Un tout petit livre : Francesco Masala, ''Ceux d'Arasolé'' , chez Zulma.

En italien, Quelli dalle labbra bianche, Ceux aux lèvres blanches, c'est-à-dire les pauvres. C'est, au rythme du glas qu'il est train de sonner pour le vingtième anniversaire de la fin de la guerre, la chronique des neuf villageois morts sur le front russe, par Daniele Culobianco, le sonneur de cloches et seul survivant. Le bouquin date de 62, traduit en 99. Je l'ai trouvé sur les rayons de ma propre bibliothèque en rangeant. C'est magnifique. En Sardaigne, un petit village déshérité, au bout du monde.

Selon prêtre Fele, Dieu a créé notre île en tassant sous son talon de flamme un tas de pierres oubliées au fond du panier. Voilà pourquoi la Sardaigne a la forme d'un pied. Selon Zio Pasquale Corru, le bon Dieu avait un cor au pied à l'endroit d'Arasolé.

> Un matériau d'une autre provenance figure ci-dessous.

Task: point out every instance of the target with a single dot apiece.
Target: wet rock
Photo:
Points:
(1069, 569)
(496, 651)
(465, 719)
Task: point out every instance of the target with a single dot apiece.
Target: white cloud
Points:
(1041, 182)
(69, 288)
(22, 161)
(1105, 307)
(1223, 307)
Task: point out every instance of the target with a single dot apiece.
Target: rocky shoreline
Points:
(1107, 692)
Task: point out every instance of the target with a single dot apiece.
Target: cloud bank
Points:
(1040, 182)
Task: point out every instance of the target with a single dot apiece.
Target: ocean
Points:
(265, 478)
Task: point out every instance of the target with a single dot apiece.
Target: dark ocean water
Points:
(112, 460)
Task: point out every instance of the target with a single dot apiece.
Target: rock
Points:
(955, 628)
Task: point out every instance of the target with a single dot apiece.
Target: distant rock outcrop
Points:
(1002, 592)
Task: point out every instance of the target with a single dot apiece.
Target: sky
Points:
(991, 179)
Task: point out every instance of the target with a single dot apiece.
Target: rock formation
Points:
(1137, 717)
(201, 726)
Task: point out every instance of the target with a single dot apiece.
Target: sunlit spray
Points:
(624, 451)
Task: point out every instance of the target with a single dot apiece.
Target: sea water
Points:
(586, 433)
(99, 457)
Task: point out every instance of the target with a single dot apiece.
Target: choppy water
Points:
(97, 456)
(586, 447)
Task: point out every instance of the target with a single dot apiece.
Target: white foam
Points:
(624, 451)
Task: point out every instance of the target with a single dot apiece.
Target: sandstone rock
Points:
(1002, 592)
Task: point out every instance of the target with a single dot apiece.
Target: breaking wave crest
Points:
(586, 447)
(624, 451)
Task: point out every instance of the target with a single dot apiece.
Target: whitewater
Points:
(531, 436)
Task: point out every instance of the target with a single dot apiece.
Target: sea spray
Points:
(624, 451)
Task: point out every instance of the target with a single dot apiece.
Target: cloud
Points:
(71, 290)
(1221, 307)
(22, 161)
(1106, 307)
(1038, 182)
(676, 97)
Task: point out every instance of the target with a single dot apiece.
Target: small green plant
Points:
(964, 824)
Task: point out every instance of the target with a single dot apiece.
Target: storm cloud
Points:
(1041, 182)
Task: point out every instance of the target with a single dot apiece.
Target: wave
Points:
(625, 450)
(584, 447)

Neuf villageois, huit pauvres, tous affublés d'un surnom dépréciatif, et le riche. Tous désignés par la feuille rouge pour la mobilisation. Et tous réunis dans le "bastion 3" de la ligne K, "une tranchée au beau milieu de la plaine russe". Avec les poux, -objets d'une lutte sévère contre le médecin-capitaine "Chie et sue" dont les différents plans de lutte anti-parasites n'aboutissent "qu'à démontrer qu'un pou peut défaire un capitaine" -, les subterfuges pour se faire porter pâle, le vent froid, la neige "aiguë, irritée, violente", LA lettre venue du village – et ses conséquences -…
Au rythme des cloches, le récit va et vient entre le village et la plaine russe, entre les anecdotes de la vie au pays et celles de la tranchée, entre les femmes et les hommes, dessinant dans une langue à la fois familière et poétique le destin obscur et malchanceux des personnages. Des perdants de la vie, sauvés par la dérision, omniprésente. Une dérision qui n'est pourtant jamais grinçante et colore de tendresse humaniste ce petit récit. Les pauvres sont baisés par la vie, sans cesse, par les riches, par le curé, le maître d'école, les chefs, le médecin. Mais ils ont pour eux l'énergie, et la verve qui fait d'eux des êtres de parole, dignes que l'on conte leur médiocre épopée.


Du haut du clocher dong… dong… dong… l'écho cogne contre les cyprès du cimetière et résonne dong… dong… jusqu'aux figuiers de Barbarie qui entourent la maison aux Fontaines Rouges, jusqu'aux vignes pierreuses de Caradé, jusqu'aux champs d'asphodèle et de férule d'Oddoraï où croassent rauques les corneilles, jusqu'aux chênes tortus et saignants des "salti" d'Ucanélé, jusqu'aux champs de blé rouillé de Biduvé, jusqu'aux enclos de myrte et de lentisque des "salti" d'Ovoréi, jusqu'au noir "nouraghe" d'Orvenza, jusqu'aux lointains "salti" de Soliana, où sautillent les chèvres aux pieds noirs et aux yeux jaunes comme le soufre. Les vieux qui travaillent dans la campagne ou se recueillent en silence au fond des maisons de pierre noire, pâlissent en sentant frapper à leur cœur le tambour de la mort. Mais somme toute, faire le métier de carillonneur à Arasolé, ce n'est pas mal du tout. Aujourd'hui, à vrai dire, tous les coups sont gratis. Depuis l'aube, gratis, vous dis-je. Ne vous étonnez pas, bonnes gens, si aujourd'hui je sonne la messe pour rien : c'est celle du vingtième anniversaire de ceux qui sont morts à la guerre et moi je suis l'unique mobilisé d'Arasolé qui ait rapatrié sa peau de Russie.